Dies zeigt zum einen ein Vergleich mit der für das Ordnungswidrigkeitsverfahren getroffenen Regelung der Mitwirkungshandlung in Nr. 5115 VV RVG. Denn nach Abs. 1 Nr. 5 der Anmerkung zu Nr. 5115 VV RVG werden abweichend zur Abs. 1 Nr. 3 der Anmerkung zu Nummer 4141 VV RVG und abweichend zu der vergleichbaren Regelung in Abs. 1 Nr. 4 der Anmerkung zu Nr. 5115 VV RVG, die jeweils auf eine "endgültige Verfahrensbeendigung abstellen, eine zusätzliche Gebühr auch dann gewährt, wenn der Verteidiger unter Verzicht auf eine Hauptverhandlung eine Entscheidung im Beschlusswege nach § 72 Abs.1 S. 1 OWiG ermöglicht, er also lediglich zu einer Verfahrensvereinfachung beitrage. Hinzu kommt, dass nach Abs. 1 Nr. 3 zu Anmerkung Nr, 5115 VV RVG eine zusätzliche Gebühr dann in Betracht kommt, wenn ein Bußgeldbescheid nach Einspruch von der Verwaltungsbehörde zurückgenommen und gegen einen neuen Bußgeldbescheid kein Einspruch eingelegt wird. Von solchen weiteren Möglichkeiten der Zubilligung einer Gebührenerhöhung bei Verfahrenserleichterung hat der Gesetzgeber für das Strafverfahren jedoch gerade keinen Gebrauch gemacht, obwohl eine vergleichbare Regelung dahingehend, dass eine zusätzliche Gebühr auch dann entsteht, wenn der Angeklagte nach Eröffnung des Hauptverfahrens unter Vermeidung einer (weiteren) Hauptverhandlung einen Strafbefehl dadurch akzeptiert wird, dass er gegen diesen kein Einspruch einlegt, durchaus möglich gewesen wäre (OLG Nürnberg a.a.O.).
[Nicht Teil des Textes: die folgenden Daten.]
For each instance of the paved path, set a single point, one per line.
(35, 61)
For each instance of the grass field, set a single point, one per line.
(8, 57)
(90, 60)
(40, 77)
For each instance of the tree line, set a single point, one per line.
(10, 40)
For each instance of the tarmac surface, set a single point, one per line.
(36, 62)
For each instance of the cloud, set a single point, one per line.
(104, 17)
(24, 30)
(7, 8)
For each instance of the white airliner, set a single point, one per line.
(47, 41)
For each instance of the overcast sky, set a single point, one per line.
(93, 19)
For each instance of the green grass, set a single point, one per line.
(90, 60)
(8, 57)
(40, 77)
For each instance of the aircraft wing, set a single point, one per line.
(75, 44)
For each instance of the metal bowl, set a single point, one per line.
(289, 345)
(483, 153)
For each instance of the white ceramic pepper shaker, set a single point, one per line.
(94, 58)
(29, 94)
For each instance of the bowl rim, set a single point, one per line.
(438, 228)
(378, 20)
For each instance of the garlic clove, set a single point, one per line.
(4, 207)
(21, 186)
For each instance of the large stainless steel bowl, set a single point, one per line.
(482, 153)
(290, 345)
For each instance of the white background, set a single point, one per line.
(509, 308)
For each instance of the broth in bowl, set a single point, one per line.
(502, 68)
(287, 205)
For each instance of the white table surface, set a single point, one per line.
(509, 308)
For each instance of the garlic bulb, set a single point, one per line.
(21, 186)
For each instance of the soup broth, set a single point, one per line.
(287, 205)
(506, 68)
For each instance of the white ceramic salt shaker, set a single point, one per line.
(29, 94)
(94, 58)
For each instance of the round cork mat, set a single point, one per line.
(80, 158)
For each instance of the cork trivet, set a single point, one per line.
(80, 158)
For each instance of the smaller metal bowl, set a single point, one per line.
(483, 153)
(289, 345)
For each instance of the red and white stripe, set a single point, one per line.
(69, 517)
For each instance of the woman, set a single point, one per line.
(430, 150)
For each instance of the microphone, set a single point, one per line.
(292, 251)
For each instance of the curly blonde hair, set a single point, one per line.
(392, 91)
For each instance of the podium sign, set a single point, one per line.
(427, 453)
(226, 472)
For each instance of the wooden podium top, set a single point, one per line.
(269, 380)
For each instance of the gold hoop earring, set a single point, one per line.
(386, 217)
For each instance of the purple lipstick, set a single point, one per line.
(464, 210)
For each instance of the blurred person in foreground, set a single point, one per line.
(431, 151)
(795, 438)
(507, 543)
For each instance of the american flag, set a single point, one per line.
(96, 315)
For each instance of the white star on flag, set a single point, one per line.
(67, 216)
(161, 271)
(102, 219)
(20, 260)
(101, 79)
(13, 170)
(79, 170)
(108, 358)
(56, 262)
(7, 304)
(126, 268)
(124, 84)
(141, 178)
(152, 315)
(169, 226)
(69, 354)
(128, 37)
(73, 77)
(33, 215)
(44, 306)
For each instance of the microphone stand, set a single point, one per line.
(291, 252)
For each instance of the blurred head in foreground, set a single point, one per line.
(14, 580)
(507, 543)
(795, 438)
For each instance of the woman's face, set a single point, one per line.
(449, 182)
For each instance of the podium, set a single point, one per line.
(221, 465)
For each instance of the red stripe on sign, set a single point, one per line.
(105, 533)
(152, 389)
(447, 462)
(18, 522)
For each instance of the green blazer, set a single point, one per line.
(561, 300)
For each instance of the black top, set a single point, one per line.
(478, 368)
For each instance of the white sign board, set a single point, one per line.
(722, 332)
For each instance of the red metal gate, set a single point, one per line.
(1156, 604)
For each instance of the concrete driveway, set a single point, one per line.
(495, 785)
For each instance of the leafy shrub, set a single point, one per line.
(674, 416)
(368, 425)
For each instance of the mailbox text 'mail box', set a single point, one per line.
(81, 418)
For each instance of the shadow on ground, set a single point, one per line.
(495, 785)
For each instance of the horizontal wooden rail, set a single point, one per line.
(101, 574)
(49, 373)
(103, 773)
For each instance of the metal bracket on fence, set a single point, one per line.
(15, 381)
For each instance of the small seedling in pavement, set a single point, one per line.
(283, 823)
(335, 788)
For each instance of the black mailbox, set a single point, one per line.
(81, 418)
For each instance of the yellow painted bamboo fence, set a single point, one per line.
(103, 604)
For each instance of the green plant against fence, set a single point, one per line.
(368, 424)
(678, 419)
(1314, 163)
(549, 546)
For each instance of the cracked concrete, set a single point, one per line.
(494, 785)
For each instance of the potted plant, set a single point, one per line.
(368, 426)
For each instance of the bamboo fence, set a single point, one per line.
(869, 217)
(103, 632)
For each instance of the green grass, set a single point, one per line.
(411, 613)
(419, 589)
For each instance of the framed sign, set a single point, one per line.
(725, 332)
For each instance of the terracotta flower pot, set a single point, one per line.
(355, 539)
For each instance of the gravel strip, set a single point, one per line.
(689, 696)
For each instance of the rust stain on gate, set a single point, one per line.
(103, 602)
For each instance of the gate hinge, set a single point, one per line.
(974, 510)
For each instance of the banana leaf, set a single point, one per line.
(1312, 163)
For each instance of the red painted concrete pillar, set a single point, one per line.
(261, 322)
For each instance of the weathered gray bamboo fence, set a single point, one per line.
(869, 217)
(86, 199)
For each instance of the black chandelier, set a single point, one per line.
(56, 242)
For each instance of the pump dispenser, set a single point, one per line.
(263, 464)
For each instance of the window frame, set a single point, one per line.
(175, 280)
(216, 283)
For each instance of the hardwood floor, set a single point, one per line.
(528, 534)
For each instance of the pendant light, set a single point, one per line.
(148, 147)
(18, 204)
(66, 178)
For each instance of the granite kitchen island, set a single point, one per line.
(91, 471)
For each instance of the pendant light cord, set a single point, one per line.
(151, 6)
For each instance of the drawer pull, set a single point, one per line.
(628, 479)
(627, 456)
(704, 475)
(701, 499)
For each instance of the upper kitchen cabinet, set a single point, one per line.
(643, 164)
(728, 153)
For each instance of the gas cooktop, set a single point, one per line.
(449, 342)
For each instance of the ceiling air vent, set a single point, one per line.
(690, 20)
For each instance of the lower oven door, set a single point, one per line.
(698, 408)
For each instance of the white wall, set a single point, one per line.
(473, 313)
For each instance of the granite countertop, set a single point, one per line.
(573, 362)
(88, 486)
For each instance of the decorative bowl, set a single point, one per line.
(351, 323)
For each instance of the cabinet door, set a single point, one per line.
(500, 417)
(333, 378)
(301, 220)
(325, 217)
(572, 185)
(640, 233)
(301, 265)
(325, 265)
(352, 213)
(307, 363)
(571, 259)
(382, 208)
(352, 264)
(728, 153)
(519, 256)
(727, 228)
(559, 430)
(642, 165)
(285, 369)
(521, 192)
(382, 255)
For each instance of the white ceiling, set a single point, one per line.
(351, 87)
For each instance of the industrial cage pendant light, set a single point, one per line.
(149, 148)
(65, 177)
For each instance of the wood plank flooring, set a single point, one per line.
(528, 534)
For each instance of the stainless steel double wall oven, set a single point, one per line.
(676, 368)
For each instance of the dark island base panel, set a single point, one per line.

Dass der Gesetzgeber nicht beabsichtigte, entsprechende faktische Verständigungen mit der Staatsanwaltschaft über die Beantragung eines Strafbefehls mit einer zusätzlichen Gebühr zu honorieren, zeigt sich auch darin, dass das Vergütungsverzeichnis zum RVG auch ansonsten keinerlei zusätzliche Gebühren für den Verteidiger vorsieht, der an einer Verständigung mitwirkt, obwohl dies gleichfalls für ihn sehr zeitaufwändig sein kann und im Einzelfall - gerade im Hinblick auf die dadurch bedingte Verfahrensverkürzung - gar unbillig erscheinen mag. Auch hier wirkt der Verteidiger bereits im Vorfeld mit, dass eine gerichtliche Entscheidung (wahrscheinlich) akzeptiert und nicht mit einem Rechtsmittel angegriffen wird, ohne dass er dafür eine zusätzliche Gebühr erhält (LG Mannheim a.a.O.).

Die Beschwerde gegen diese Entscheidung wird wegen ihrer grundsätzlichen Bedeutung zugelassen. Dem Gericht ist keine Entscheidung des LG oder OLG zu der vorliegenden Fallkonstellation aus dem hiesigen Gerichtsbezirk bekannt.